Scotiabank: We broke no laws announcing deal to sell Guyanese assets to First Citizens

Customers wait to enter a Scotiabank branch in Port of Spain. The Canandian banking group has signed an agreement to sell its Guyana-based branches to TT's First Citizens bank. File photo -
Customers wait to enter a Scotiabank branch in Port of Spain. The Canandian banking group has signed an agreement to sell its Guyana-based branches to TT's First Citizens bank. File photo -

Canadian multinational Scotiabank has defended its announcement of a sales agreement of its operations in Guyana with TT-based First Citizens bank, saying it acted in line with the financial laws of each country.

Scotiabank TT chairman Derek Hudson on Wednesday said it was not premature for the banking group to announce the sale which is still to be approved by Guyana's financial regulators.

“We conduct our business as should be conducted in accordance with the regulations of each country and then when the responses come out, they are addressed accordingly. I would say whether the organisation was surprised or not,” Hudson said in a session with the media after Scotiabank's virtual annual general meeting.

He said Scotiabank operated within the remit of the Guyana’s laws and regulatory bodies.

His clarification on the matter came after Guyana’s Finance Minister Dr Ashni Singh chastised as “premature and inappropriate” Scotiabank's announcement to sell its Guyanese assets to First Citizens, which is majority-owned by the TT government.

Singh said, “Government found the announcement unfortunate", since section 12 of the Financial Institutions Act stipulates no financial institution may transfer the entire or a substantial part of its operations without prior approval from the Bank of Guyana.

Scotiabank’s managing director Stephen Bangarol also said he does not believe any laws were breached.

“This was part of the bank’s (Scotiabank) strategy, that has been there since 2018, that we announce the sale. These are tough decisions and part of having a strategy is making tough decisions, where to invest and deploy capital.

First Citizens branch on Independence Square, Port of Spain. The majority-owned state bank has agreed to buy the Guyana-based banks of Canadian multinational, Scotiabank.
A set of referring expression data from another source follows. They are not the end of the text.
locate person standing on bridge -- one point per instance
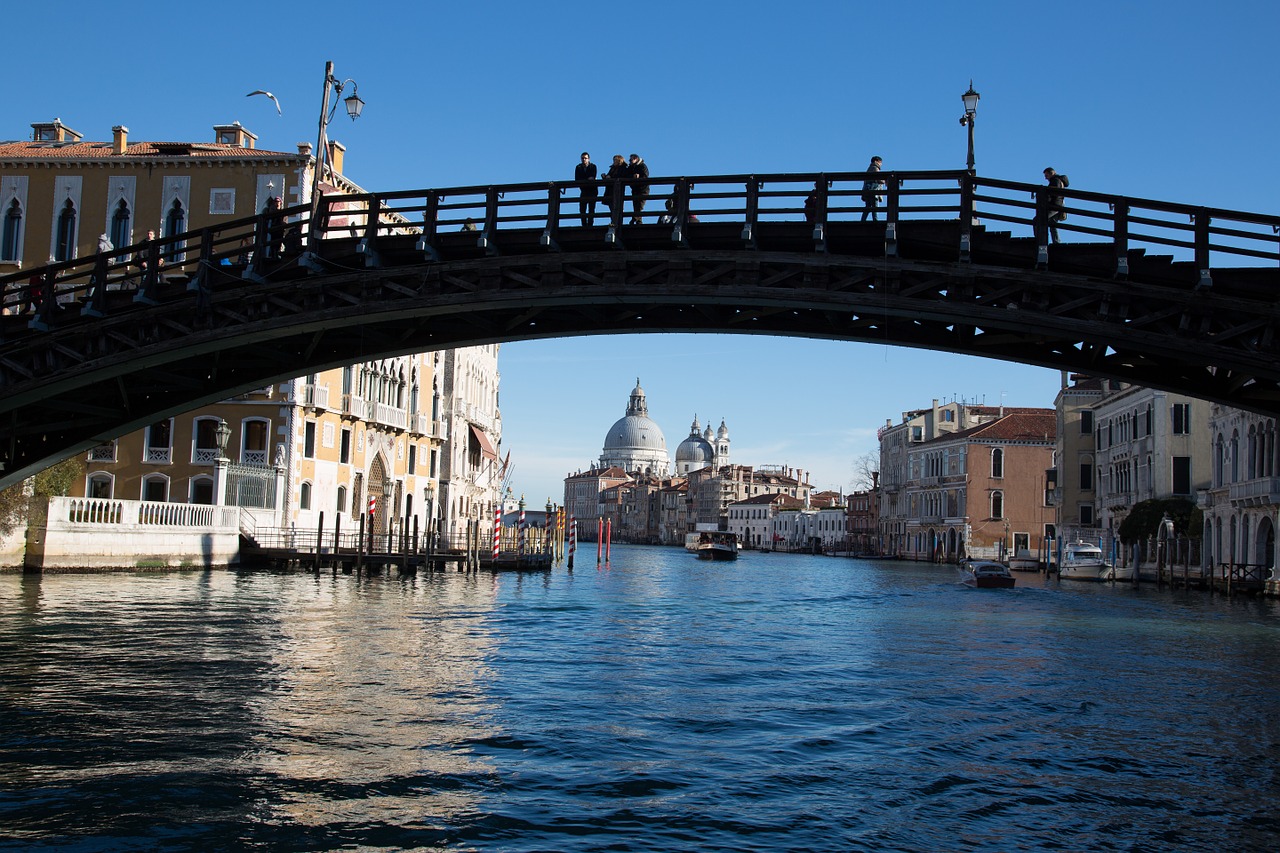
(638, 172)
(872, 187)
(1056, 211)
(616, 173)
(585, 176)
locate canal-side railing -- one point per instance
(110, 511)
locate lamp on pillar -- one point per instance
(222, 434)
(970, 113)
(333, 89)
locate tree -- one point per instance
(1143, 519)
(55, 479)
(865, 468)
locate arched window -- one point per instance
(160, 442)
(155, 487)
(120, 227)
(12, 238)
(202, 489)
(100, 484)
(254, 434)
(1235, 456)
(64, 245)
(204, 450)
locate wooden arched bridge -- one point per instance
(1165, 295)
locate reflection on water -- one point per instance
(781, 702)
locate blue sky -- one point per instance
(1165, 100)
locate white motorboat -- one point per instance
(986, 574)
(717, 544)
(1083, 561)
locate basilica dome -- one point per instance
(635, 442)
(694, 452)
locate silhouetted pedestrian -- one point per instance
(617, 172)
(588, 190)
(1056, 210)
(810, 203)
(638, 172)
(872, 187)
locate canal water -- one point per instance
(781, 702)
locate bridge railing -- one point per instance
(155, 269)
(192, 264)
(1207, 236)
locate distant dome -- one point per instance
(694, 452)
(635, 442)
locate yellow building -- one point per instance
(339, 442)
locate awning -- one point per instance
(485, 445)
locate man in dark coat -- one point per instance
(1056, 213)
(638, 172)
(588, 190)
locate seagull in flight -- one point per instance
(260, 91)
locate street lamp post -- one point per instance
(353, 104)
(222, 434)
(970, 113)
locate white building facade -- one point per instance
(1242, 503)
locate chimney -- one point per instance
(336, 151)
(236, 135)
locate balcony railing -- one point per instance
(254, 457)
(353, 406)
(1265, 489)
(103, 452)
(391, 415)
(204, 455)
(315, 396)
(158, 455)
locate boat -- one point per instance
(1083, 561)
(986, 574)
(1024, 561)
(717, 544)
(1118, 573)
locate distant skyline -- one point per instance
(1159, 100)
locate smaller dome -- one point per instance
(695, 451)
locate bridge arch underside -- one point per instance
(88, 381)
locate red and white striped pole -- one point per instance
(497, 530)
(520, 528)
(572, 538)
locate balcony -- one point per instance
(254, 457)
(158, 455)
(103, 452)
(423, 424)
(315, 396)
(1257, 492)
(355, 406)
(204, 455)
(389, 415)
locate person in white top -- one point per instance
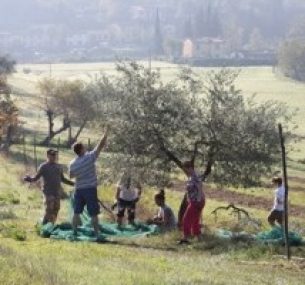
(276, 214)
(127, 197)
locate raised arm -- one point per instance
(66, 181)
(101, 144)
(35, 178)
(118, 191)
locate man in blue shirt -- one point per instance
(83, 169)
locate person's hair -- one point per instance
(77, 148)
(160, 195)
(277, 180)
(188, 164)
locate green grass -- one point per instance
(25, 258)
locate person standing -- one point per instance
(195, 204)
(277, 212)
(52, 174)
(83, 169)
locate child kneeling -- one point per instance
(127, 198)
(165, 217)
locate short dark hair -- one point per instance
(51, 151)
(188, 164)
(277, 180)
(160, 195)
(77, 147)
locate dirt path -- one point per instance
(244, 200)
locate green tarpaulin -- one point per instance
(273, 236)
(85, 233)
(108, 231)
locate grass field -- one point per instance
(26, 258)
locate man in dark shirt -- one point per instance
(52, 175)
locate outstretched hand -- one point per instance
(27, 178)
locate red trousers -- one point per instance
(191, 218)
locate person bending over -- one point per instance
(165, 217)
(277, 212)
(52, 175)
(83, 169)
(127, 197)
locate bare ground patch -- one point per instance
(240, 199)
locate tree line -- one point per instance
(156, 125)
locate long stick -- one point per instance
(35, 154)
(282, 141)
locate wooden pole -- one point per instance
(24, 149)
(35, 154)
(284, 165)
(58, 144)
(89, 144)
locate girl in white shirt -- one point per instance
(277, 212)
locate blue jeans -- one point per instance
(86, 196)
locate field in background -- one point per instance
(151, 260)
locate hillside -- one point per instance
(26, 258)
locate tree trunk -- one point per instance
(66, 124)
(72, 140)
(9, 138)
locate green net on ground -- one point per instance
(273, 236)
(108, 231)
(85, 232)
(276, 236)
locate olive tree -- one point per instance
(8, 109)
(69, 102)
(157, 125)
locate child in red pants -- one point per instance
(196, 203)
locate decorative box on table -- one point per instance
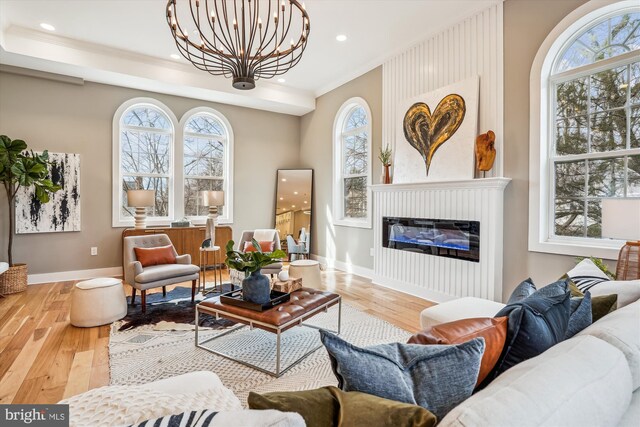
(287, 286)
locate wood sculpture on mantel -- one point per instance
(485, 151)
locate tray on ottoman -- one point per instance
(235, 298)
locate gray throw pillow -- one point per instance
(436, 377)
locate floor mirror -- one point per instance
(294, 193)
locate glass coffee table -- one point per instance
(303, 304)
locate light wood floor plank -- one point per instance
(43, 358)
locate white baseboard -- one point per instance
(343, 266)
(62, 276)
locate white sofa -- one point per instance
(592, 379)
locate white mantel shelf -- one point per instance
(495, 183)
(438, 278)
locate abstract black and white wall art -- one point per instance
(62, 213)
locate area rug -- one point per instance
(172, 312)
(144, 355)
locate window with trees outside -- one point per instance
(146, 136)
(352, 164)
(595, 124)
(205, 141)
(152, 150)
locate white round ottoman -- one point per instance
(308, 270)
(98, 302)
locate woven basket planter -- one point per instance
(14, 280)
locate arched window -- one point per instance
(352, 164)
(589, 129)
(207, 165)
(144, 131)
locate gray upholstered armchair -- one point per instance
(155, 276)
(263, 235)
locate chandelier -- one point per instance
(243, 39)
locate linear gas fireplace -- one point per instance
(440, 237)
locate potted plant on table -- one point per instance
(20, 168)
(255, 286)
(385, 158)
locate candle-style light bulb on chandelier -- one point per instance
(243, 39)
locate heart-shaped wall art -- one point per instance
(427, 132)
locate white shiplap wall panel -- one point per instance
(472, 47)
(433, 277)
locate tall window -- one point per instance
(206, 165)
(352, 164)
(145, 156)
(585, 127)
(596, 106)
(146, 135)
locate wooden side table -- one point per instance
(217, 272)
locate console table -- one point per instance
(187, 240)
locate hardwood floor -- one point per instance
(44, 359)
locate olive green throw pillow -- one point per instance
(330, 406)
(600, 305)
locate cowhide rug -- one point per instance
(173, 312)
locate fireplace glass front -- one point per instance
(440, 237)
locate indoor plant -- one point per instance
(385, 158)
(255, 286)
(21, 168)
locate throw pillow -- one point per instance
(266, 247)
(330, 406)
(580, 310)
(588, 277)
(600, 305)
(580, 315)
(155, 256)
(523, 290)
(535, 324)
(436, 377)
(493, 330)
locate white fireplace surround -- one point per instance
(438, 278)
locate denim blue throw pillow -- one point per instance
(536, 323)
(436, 377)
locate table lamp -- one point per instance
(141, 200)
(621, 220)
(212, 199)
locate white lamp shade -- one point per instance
(141, 198)
(212, 198)
(621, 219)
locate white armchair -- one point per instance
(155, 276)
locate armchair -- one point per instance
(263, 235)
(155, 276)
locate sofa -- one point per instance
(592, 379)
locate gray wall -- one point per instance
(347, 244)
(526, 24)
(69, 118)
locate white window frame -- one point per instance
(338, 162)
(227, 217)
(541, 178)
(117, 219)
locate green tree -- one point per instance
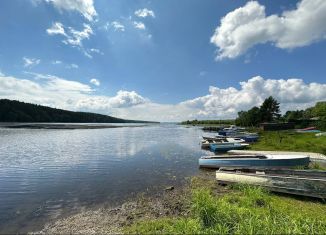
(270, 110)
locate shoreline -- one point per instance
(106, 219)
(58, 126)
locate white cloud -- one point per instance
(219, 103)
(97, 51)
(116, 25)
(139, 25)
(72, 36)
(247, 26)
(57, 62)
(144, 13)
(57, 28)
(227, 102)
(95, 82)
(84, 7)
(29, 62)
(76, 37)
(74, 66)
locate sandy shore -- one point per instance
(171, 202)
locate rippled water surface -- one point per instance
(46, 173)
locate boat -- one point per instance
(311, 129)
(207, 142)
(257, 161)
(311, 183)
(224, 147)
(321, 134)
(248, 138)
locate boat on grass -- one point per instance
(254, 161)
(311, 183)
(224, 147)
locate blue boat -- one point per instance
(254, 161)
(248, 138)
(224, 147)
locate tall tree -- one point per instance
(270, 110)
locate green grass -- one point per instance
(290, 141)
(246, 210)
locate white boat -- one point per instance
(256, 161)
(219, 140)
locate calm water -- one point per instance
(47, 173)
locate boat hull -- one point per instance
(226, 147)
(217, 162)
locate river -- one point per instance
(45, 174)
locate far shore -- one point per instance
(64, 126)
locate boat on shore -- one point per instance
(311, 183)
(224, 147)
(254, 161)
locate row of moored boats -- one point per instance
(235, 138)
(276, 172)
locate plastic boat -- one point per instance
(254, 161)
(224, 147)
(311, 183)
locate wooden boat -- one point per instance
(254, 161)
(226, 139)
(310, 183)
(207, 143)
(224, 147)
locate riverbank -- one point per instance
(201, 206)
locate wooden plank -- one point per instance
(276, 171)
(311, 187)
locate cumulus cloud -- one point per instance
(116, 25)
(139, 25)
(291, 93)
(247, 26)
(72, 36)
(95, 82)
(144, 13)
(57, 28)
(57, 62)
(84, 7)
(29, 62)
(219, 103)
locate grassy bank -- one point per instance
(243, 210)
(290, 141)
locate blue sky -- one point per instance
(163, 60)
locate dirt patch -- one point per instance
(105, 220)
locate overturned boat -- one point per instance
(254, 161)
(207, 141)
(224, 147)
(311, 183)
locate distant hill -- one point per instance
(16, 111)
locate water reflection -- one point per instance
(45, 173)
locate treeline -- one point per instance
(269, 111)
(209, 122)
(16, 111)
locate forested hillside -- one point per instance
(16, 111)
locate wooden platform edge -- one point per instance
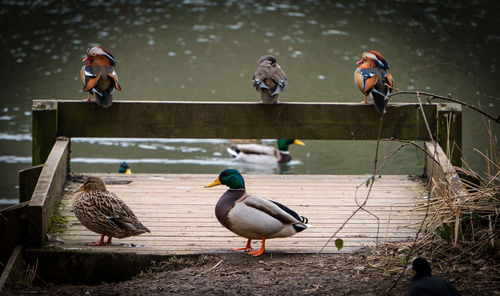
(12, 268)
(80, 267)
(48, 192)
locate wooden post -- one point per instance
(47, 193)
(27, 182)
(449, 131)
(44, 129)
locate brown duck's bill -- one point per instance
(214, 183)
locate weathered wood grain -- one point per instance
(163, 119)
(180, 213)
(47, 193)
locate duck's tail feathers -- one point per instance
(129, 224)
(103, 98)
(233, 151)
(300, 226)
(380, 101)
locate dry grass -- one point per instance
(464, 220)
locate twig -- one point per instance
(408, 256)
(360, 207)
(431, 95)
(213, 267)
(388, 223)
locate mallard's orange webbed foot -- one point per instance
(262, 248)
(248, 247)
(89, 98)
(100, 242)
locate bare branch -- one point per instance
(432, 96)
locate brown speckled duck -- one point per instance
(252, 216)
(269, 79)
(98, 76)
(103, 212)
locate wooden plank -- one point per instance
(27, 182)
(44, 132)
(48, 192)
(163, 119)
(182, 220)
(13, 266)
(13, 229)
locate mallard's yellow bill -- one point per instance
(214, 183)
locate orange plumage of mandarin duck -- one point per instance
(98, 76)
(373, 79)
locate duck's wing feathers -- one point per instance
(114, 77)
(369, 79)
(273, 209)
(122, 215)
(88, 78)
(270, 78)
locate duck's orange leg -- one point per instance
(262, 248)
(100, 242)
(89, 98)
(247, 248)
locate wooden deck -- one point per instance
(180, 212)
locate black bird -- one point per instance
(424, 284)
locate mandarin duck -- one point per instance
(269, 79)
(423, 283)
(98, 77)
(105, 213)
(373, 79)
(251, 216)
(257, 153)
(124, 168)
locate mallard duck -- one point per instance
(98, 77)
(103, 212)
(252, 216)
(124, 168)
(256, 153)
(373, 79)
(269, 79)
(423, 283)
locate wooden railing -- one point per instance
(161, 119)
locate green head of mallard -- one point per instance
(124, 168)
(284, 143)
(92, 184)
(231, 178)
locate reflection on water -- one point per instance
(207, 50)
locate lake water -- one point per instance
(208, 50)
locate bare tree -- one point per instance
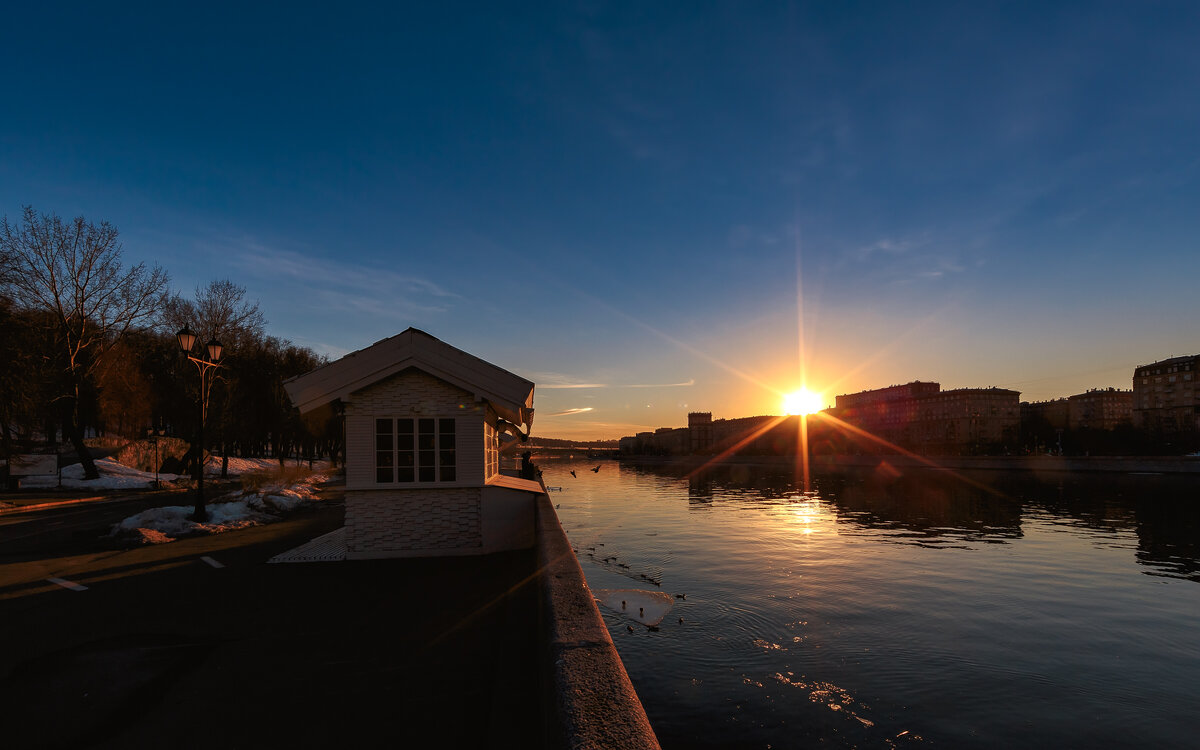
(72, 270)
(220, 311)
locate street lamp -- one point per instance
(186, 342)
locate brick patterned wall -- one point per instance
(412, 520)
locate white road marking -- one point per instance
(70, 585)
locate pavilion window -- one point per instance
(415, 450)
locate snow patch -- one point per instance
(159, 525)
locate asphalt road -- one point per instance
(82, 525)
(201, 643)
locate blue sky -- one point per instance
(672, 203)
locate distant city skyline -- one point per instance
(647, 209)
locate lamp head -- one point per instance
(186, 340)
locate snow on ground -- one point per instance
(235, 511)
(114, 475)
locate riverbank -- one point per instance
(1031, 465)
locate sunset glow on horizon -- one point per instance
(801, 402)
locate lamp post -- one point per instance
(186, 341)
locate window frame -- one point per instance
(415, 450)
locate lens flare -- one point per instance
(802, 402)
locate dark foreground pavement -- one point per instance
(165, 649)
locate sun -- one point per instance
(802, 402)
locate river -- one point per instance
(930, 609)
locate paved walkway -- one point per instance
(201, 643)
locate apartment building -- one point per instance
(1165, 397)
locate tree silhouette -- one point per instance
(72, 271)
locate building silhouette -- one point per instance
(1165, 397)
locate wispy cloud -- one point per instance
(573, 385)
(886, 246)
(688, 383)
(569, 412)
(340, 285)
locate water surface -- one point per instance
(933, 609)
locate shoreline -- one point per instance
(1031, 465)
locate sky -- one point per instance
(646, 208)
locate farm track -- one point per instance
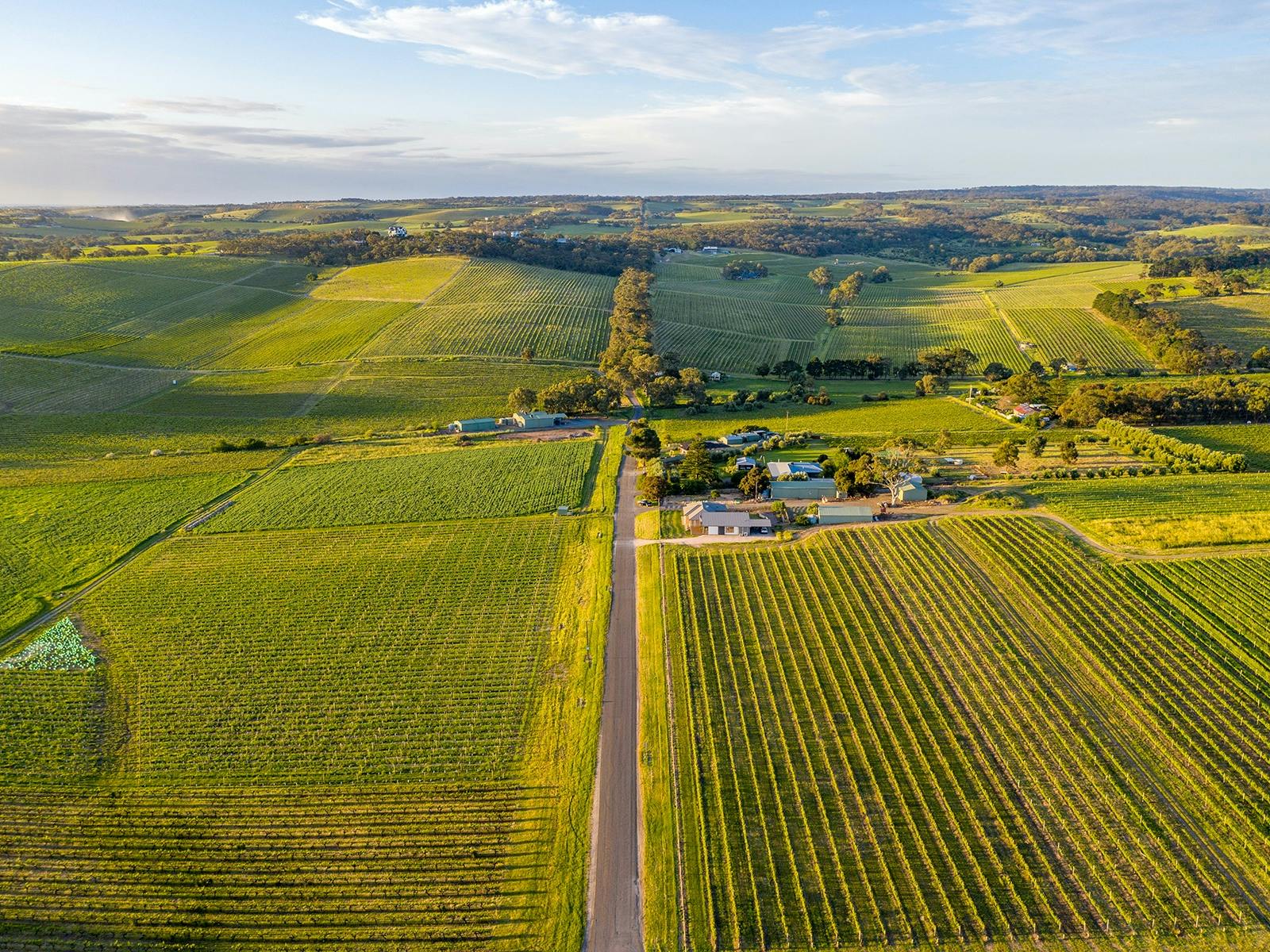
(141, 547)
(615, 920)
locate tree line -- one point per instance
(1180, 349)
(1206, 400)
(606, 254)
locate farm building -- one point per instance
(841, 513)
(478, 424)
(793, 469)
(802, 489)
(537, 420)
(717, 520)
(914, 490)
(1028, 410)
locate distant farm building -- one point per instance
(914, 490)
(793, 469)
(479, 424)
(842, 513)
(717, 520)
(802, 489)
(539, 420)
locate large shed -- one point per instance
(802, 489)
(478, 424)
(539, 420)
(841, 513)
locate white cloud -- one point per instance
(544, 38)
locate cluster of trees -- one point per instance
(1178, 348)
(1208, 400)
(607, 254)
(743, 271)
(1170, 451)
(630, 359)
(1217, 262)
(940, 362)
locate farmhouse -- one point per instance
(478, 424)
(795, 469)
(914, 490)
(842, 513)
(802, 489)
(717, 520)
(537, 420)
(1024, 412)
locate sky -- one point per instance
(252, 101)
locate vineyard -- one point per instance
(495, 480)
(895, 736)
(498, 309)
(1039, 314)
(1241, 323)
(421, 714)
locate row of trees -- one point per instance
(940, 362)
(607, 254)
(1208, 400)
(1168, 450)
(1178, 348)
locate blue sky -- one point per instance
(273, 99)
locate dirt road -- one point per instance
(616, 916)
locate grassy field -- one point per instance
(499, 479)
(1038, 313)
(1242, 323)
(317, 738)
(1250, 440)
(57, 535)
(404, 279)
(849, 416)
(1165, 512)
(435, 740)
(870, 747)
(498, 309)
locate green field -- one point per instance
(498, 309)
(848, 416)
(413, 761)
(404, 279)
(514, 478)
(1250, 440)
(1041, 313)
(1242, 321)
(1165, 512)
(895, 736)
(57, 535)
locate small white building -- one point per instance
(793, 469)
File photo. -

“I cannot comment on the direct act but Scotiabank works in many countries and we abide by all the rules, laws and regulations and will work with the Guyana government to make sure that we continue with this process with First Citizens. We will follow all the procedures they require from us.”

Scotiabank currently operates four banks in Guyana.

The sale, according to Scotiabank, is a part of its strategic plan to focus on operations where it can achieve greater scale and deliver the highest value for customers.

At the AGM, shareholders were updated on the bank's financial performance last year, during the covid19 pandemic.

Chief financial officer Reshard Mohammed said although there was a decline in profitability in 2020, the bank’s averages remain very healthy.

The group reported net income after taxation of $521 million for the year ended October 31, 2020, a decrease of $147 million or 22 per cent over the comparative period in 2019.

“This decline was mainly due to the impact of covid19 over the last three quarters of the financial year, resulting in lower revenues and higher provisions for credit losses. This decline in profitability is consistent with what has been experienced by our local and regional peers as the impact of covid19 has impacted virtually all economic segments within TT,” Mohammed reported.

Total revenue was $1.8 billion, a decrease of $83 million or four per cent versus the prior year, he added.